Groix serait-elle sous l’influence d’une malédiction ?

José, un des piliers majeurs de sa culture, a choisi de nous abandonner à notre sort. Lourde perte bien sûr pour sa famille et ses proches à qui nous adressons nos condoléances attristées mais également pour les responsables du Cercle Celtique à qui il apportait son concours, avec son compère Jo Le Port, pour oeuvrer à la renaissance du breton de Groix. Il était chargé de l’apprentissage aux débutants.

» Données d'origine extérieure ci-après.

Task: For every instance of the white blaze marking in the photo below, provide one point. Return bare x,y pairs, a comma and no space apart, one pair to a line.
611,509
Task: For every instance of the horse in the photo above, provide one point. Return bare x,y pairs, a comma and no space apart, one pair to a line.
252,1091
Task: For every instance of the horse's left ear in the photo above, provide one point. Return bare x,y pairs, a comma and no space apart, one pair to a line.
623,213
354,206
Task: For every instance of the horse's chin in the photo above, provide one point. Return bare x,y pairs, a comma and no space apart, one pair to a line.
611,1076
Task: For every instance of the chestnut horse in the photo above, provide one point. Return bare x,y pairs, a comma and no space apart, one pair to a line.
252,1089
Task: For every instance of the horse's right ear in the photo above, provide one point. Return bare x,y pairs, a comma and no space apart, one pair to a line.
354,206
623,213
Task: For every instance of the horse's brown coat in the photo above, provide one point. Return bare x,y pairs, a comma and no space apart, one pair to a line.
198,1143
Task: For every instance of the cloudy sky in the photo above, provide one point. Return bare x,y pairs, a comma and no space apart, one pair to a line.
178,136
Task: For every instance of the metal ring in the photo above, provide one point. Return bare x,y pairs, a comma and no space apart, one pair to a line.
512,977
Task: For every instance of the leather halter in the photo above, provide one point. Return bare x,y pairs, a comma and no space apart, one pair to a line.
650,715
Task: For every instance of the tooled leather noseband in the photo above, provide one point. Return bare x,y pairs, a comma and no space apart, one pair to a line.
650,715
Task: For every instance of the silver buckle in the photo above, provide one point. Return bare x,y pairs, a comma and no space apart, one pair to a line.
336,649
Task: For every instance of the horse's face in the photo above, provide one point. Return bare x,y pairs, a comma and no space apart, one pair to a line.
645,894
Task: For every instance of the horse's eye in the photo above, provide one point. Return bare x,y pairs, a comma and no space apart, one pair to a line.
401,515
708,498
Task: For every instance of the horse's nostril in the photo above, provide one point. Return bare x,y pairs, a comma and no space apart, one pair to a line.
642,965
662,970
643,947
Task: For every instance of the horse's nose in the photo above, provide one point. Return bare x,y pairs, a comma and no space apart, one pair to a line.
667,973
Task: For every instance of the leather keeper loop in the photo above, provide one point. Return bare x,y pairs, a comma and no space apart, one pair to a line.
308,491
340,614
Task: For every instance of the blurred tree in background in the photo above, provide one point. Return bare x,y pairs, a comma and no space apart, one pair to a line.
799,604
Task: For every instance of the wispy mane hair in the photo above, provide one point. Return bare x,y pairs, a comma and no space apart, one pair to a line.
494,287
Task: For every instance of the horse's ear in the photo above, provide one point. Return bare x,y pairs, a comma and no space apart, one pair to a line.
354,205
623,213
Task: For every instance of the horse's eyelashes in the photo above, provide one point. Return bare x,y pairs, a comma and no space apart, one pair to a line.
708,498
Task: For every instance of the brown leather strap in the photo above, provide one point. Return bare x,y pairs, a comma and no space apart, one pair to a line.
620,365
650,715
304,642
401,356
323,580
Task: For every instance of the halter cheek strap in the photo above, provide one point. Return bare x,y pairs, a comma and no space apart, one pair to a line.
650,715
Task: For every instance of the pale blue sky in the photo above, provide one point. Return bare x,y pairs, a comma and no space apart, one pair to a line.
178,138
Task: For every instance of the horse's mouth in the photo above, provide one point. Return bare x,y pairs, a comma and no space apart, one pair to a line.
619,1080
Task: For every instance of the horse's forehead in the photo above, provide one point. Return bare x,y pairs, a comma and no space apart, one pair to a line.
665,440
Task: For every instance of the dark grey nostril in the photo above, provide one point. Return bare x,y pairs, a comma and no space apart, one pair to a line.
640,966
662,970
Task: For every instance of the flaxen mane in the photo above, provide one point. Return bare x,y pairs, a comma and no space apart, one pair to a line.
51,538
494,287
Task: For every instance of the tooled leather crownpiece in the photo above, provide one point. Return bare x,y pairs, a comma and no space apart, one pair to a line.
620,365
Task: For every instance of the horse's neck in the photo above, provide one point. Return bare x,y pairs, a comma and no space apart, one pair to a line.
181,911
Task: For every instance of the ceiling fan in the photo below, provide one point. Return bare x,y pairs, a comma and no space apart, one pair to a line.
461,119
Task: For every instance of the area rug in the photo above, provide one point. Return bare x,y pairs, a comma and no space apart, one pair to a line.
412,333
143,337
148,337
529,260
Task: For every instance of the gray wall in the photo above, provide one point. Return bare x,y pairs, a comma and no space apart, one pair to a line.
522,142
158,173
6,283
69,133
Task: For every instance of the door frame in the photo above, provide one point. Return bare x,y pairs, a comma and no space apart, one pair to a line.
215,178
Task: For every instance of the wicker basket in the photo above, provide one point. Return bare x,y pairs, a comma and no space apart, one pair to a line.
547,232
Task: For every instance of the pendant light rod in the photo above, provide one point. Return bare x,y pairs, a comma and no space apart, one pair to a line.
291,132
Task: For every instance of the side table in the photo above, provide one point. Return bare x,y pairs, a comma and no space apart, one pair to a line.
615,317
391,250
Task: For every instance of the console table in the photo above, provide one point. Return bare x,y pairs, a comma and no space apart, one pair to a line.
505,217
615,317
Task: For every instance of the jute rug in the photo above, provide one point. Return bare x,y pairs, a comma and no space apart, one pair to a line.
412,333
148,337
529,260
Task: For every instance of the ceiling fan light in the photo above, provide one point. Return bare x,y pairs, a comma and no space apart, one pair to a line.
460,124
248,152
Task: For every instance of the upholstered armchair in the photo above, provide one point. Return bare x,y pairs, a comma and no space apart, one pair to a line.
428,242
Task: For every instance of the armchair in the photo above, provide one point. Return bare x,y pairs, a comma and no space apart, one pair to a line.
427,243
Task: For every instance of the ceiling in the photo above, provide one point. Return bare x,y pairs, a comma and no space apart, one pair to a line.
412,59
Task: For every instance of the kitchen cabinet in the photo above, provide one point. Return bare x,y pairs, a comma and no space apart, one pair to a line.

José et Jo, (chez Beudeff, l’authentique)

Quand je lui avais dit en m’installant ici que je souhaitais apprendre le Groisillon, il m’avait répondu avec son humour habituel, "Pas possible, tu es trop vieille". Il m’avait alors expliqué la nécessité qu’il y avait à parler à l’Ecomusée le breton que j’appelle "dénaturé" parce que c’est celui appris officiellement dans les milieux scolaires depuis que la frange la plus nationaliste de la Bretagne a imposé sa loi dans le domaine. A chaque rencontre, il enfonçait le clou en s’adressant à moi d’abord en breton officiel.

José parlait avec passion de ses débuts à l’Ecomusée. Cette passion a hélas été bien entamée par la suite par une hiérarchie déplorable, et l’alerte lancée pour signaler les dégâts psychologiques d’un acharnement sur les personnels n’a pas trouvé l’écho institutionnel qu’il méritait. L’état de santé de José en a sans doute subi les conséquences.

Heureusement, Les élèves de Colombes et les enfants en vacances au VVF se souviendront de ses soirées contes et de ses leçons d’apprentissage des noeuds de marins. Il les a enseignés aussi comme bénévole au Fifig.

Il était aussi un des pivots des Pauses Café où il ajoutait ses souvenirs à ceux de Jo et Gilbert sans oublier la confection de son fameux gwastell. Il nous laisse en héritage le DVD avec la recette du kouing pod.

Sa trace subsistera aussi dans beaucoup d’autres aventures culturelles. Ne pouvant décemment évoquer que les 20 dernières années, je parlerai de ses participations avec les Zot qu’il a beaucoup soutenus à leurs débuts. : qui ne se rappelle leurs interprétations de Deep purple, son groupe fétiche ?

Il ne se faisait pas prier non plus pour accompagner en chansons Fana & Co lors de leurs passages sur l’île et cela se prolongeait parfois en musique à l’auberge rouge ou à Kerampoulo où nous caquetions de concert :-) Hélas, ces joyeuses rencontres se sont espacées avec le temps et la disparition d’autres joyeux compères.

Bien des raisons nous font craindre une évolution défavorable de l’île mais ces départs successifs de personnes très attachées à sa culture spécifique ne font que renforcer ce sentiment de désolation.

Désolée de terminer cet hommage sur ce constat si désespérant mais je suis déstabilisée par l’accumulation de ces chagrins.